How do you measure the reduction of deaths from breast cancer against the alleviation of long drawn-out incapacitating aches and pains from displaced discs and fallen arches? None of the obvious answers stay obvious for long. Price an illness in terms of lost production, and the deaths of the retired and the not yet employed drop out of the equation; leave out the economic spin-off from restoring the incapacitated to good working order, and you ignore the fact that a healthier population can pay for a better NHS in future. Try to measure the pain and distress of the bereaved in monetary terms, and you open the gates to American juries handing out millions to people whose lawyers tell a good story about heartbreak. Measure only the economic loss, and the families of the unproductive get nothing.
But even when we have a view about the value of an outcome, we are in trouble. We all know the familiar contrasts; we fear flying more than we fear the drive to the airport, but shouldn't. We discount risks that we feel are under our control, even though we know that we are unskilled and under-trained drivers and the pilot of the plane is highly trained and highly skilled. We also bury what you might call "background" dangers deep below the level of conscious anxiety. We know that the Paddington crash killed fewer people than three ordinary days of road accidents. If we minded most about reducing the danger of death from travelling to work, we would spend the extra billion pounds that John Prescott wants Railtrack to spend on road rather than rail safety.
So why don't we? Why do we over-estimate the chances that we shall die in large, violent, catastrophic events and under-estimate the risk of breaking our necks when we stand on a chair to reach the top shelves in the kitchen? Are we just hopelessly irrational? It is possible that we are. We are as a species not good at assessing evidence; when we try to bring evidence to bear on an issue, we reach for salient, colourful examples of what we are concerned with rather than carefully sifted and boring statistics. We are not very good at distinguishing between what readily comes to mind and what is likeliest to happen in the world outside. Much of the history of science has consisted of the process of forcing ourselves to reject colourful coincidences in favour of dreary but real connections.
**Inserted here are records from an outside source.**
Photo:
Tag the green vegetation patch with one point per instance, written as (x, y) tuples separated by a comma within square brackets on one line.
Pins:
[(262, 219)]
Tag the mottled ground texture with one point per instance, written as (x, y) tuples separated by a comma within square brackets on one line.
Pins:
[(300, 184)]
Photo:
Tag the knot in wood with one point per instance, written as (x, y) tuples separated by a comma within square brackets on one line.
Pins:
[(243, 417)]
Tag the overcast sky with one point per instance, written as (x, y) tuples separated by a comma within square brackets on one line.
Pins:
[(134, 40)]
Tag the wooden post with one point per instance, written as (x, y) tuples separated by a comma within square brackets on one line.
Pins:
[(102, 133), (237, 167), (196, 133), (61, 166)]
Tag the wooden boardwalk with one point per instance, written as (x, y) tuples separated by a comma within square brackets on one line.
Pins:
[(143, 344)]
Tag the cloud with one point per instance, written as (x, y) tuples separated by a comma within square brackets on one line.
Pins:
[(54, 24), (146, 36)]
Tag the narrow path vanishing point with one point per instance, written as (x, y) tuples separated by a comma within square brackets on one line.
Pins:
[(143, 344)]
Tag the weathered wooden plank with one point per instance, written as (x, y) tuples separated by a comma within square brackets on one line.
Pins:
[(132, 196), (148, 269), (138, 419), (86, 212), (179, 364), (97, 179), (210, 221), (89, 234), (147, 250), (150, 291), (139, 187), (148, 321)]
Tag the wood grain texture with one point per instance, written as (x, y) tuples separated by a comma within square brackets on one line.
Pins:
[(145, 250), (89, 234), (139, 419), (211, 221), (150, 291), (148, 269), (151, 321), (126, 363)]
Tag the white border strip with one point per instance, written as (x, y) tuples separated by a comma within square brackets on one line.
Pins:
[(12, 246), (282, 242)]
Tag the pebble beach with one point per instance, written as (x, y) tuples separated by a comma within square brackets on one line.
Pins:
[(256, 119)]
Of course, the economists can (always) find a way to avoid impugning our rationality. They simply note that we set a higher value on dying in ones and twos and in cars, than in twenties and thirties or two or three hundreds in trains and aeroplanes; plug in those utilities and disutilities, and the sums again make sense. My own guess is that we are, yet again, the victims of our evolutionary history. A mute animal, with little memory, and almost no resources for sifting evidence, does about as well as it can by watching out for the large, sudden, novel movement against a background that is mostly ignored. No doubt our pre-human ancestors were more likely to perish of infection or from the violence of their family members than from the attentions of large, carnivorous animals. But given their sensory and intellectual apparatus, they were doubtless right to focus on the sabre-toothed tiger before they thought about E. coli. Having inherited most of that apparatus, we have to work against it while we work with it.